We Real Women all own mirrors. Usually several of them. There’s the bathroom mirror where we do the private review of ourselves in our birthday suits, sucking in our stomachs or lifting up what gravity has been pulling down, or leaning in close to get rid of errant eyebrow hairs or to take inventory of wrinkles or complexion issues.
Then there’s the mirror where we put on our make-up. This one is either chosen for use due to good light, or just convenient proximity to where we store our cosmetics. Then there is the larger mirror where we assess our outfit for the day – often causing several changes before finally realizing we are running late and just have to go with whatever we have on.
Some of us have other smaller mirrors in handy locations for last minute checks before going out the door, or in our purses or cars to check windblown hair issues and lipstick application.
One would think, that with all of these opportunities for reflection, there would be no surprises awaiting us regarding our appearance. We know how we look. Some days, on those rare lucky days, we’ve got good hair, a rockin’ outfit, and all of our appearance planets seem to be aligned. Most days, however, we just at some point give ourselves approval to go out in public looking as we do. We reach the “as good as its gonna get” moment and step out feeling, if not confident, at least alright with ourselves.
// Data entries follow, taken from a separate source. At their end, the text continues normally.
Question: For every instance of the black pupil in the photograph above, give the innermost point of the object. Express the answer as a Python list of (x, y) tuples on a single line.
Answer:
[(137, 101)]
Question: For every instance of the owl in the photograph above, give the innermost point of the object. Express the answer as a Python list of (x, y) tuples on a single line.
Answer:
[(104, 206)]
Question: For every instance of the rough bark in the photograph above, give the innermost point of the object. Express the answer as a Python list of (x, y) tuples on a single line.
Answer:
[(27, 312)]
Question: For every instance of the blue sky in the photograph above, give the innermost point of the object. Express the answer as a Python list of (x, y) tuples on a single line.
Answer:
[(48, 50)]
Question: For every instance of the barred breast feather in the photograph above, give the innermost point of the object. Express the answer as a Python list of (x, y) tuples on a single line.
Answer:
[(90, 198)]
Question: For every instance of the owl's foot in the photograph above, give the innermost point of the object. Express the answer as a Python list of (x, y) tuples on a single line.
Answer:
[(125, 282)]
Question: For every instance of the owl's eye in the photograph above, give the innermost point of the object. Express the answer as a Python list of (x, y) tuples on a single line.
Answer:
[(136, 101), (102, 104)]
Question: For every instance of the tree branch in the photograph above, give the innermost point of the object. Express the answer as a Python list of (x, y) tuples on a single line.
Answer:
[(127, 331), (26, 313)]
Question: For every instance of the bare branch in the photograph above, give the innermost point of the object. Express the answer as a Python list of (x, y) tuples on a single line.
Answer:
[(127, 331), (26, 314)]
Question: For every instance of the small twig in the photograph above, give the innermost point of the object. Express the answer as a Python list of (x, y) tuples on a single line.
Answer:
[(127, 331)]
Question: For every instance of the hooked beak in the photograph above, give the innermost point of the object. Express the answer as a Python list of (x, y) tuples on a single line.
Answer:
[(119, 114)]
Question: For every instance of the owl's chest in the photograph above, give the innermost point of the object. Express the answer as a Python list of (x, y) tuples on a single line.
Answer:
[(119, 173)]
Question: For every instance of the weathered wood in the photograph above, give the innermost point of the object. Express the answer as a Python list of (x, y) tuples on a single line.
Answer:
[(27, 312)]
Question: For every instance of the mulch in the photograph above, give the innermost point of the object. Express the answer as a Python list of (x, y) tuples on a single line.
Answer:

Most days, we are right. All is well. We did good. We look fine, if not awesome.
Then other days, somehow, between the home mirror and the rest of the world, we enter through a mysterious, secret, evil portal of metamorphosis. We go into the bathroom at our place of employment and look in the mirror there, or we catch a reflection of ourselves in a window or store mirror, and we are taken aback at what we see. Suddenly we realize that we are having a horrific hair day, or the bags under our eyes are dark and foreboding, or that outfit that looked so cute at home and in our imagination is just plain…bad.
One morning recently, I chose to put on a new top I had found on a clearance rack the previous weekend and a pair of capri’s. I didn’t venture into the ladies’ room at work until late morning, and when I did, I thought “oh dear lord, this outfit looks like I put on 35 pounds overnight! What was I thinking?!” I had crossed over that line from trendy and fun, and had entered into unflattering and scary. I suddenly wanted to go hide behind my desk for the rest of the day.
Sometimes the error is not in the way an outfit accentuates the least favorable parts of our bodies, but has more to do with wardrobe malfunctions. “I swear I couldn’t see my bra or panties through this material at home!” or “was that stain there this morning?!” or “why won’t this zipper stay up/hook stay clasped/button stay on?”
The clothing isn’t always what changes after we somehow pass through this invisible bad news gateway. “Did I look this tired and pale this morning?!” or my favorite “wait, where did that new crop of grey hair come from?”
We can blame poor lighting or bad eyesight for our delusions that we look nifty when clearly we don’t… but I do think there is a mysterious transformational force at work. When we are in front of our own mirrors at home, all is well. So something else must be happening. Clearly one of the other secretive portals this force uses is the camera. How many of us have seen photos of ourselves and realized: “Wow, those pants make me look huge, I’ve gotta lose weight!” or “what the heck, my boobs look ginormous!” or “yikes, how did I get so old?”
In order to stop this mysterious dark force in our lives, we would need to remove all mirrors and reflective surfaces outside our homes and hide from all cameras. Or, perhaps we could hunt down Tony Robbins and ask him to cast a spell on us like he did for Jack Black in the movie Shallow Hal. I suppose neither of these are realistic options. So perhaps, we just need to get used to the fact that our imaginations might be a bit more rosey than reality. Or, even better, stop being so hard on ourselves and realize that the people we come in contact with each day are likely never going to notice our bad hair days, the stain on our shirt, a poor wardrobe choice, the extra wrinkle around our eyes, or the five new grey hairs. They are more apt to notice our new shirt, or our smile, or our funky earrings.
They won’t see our imperfections – mostly because they are too busy worrying about their own.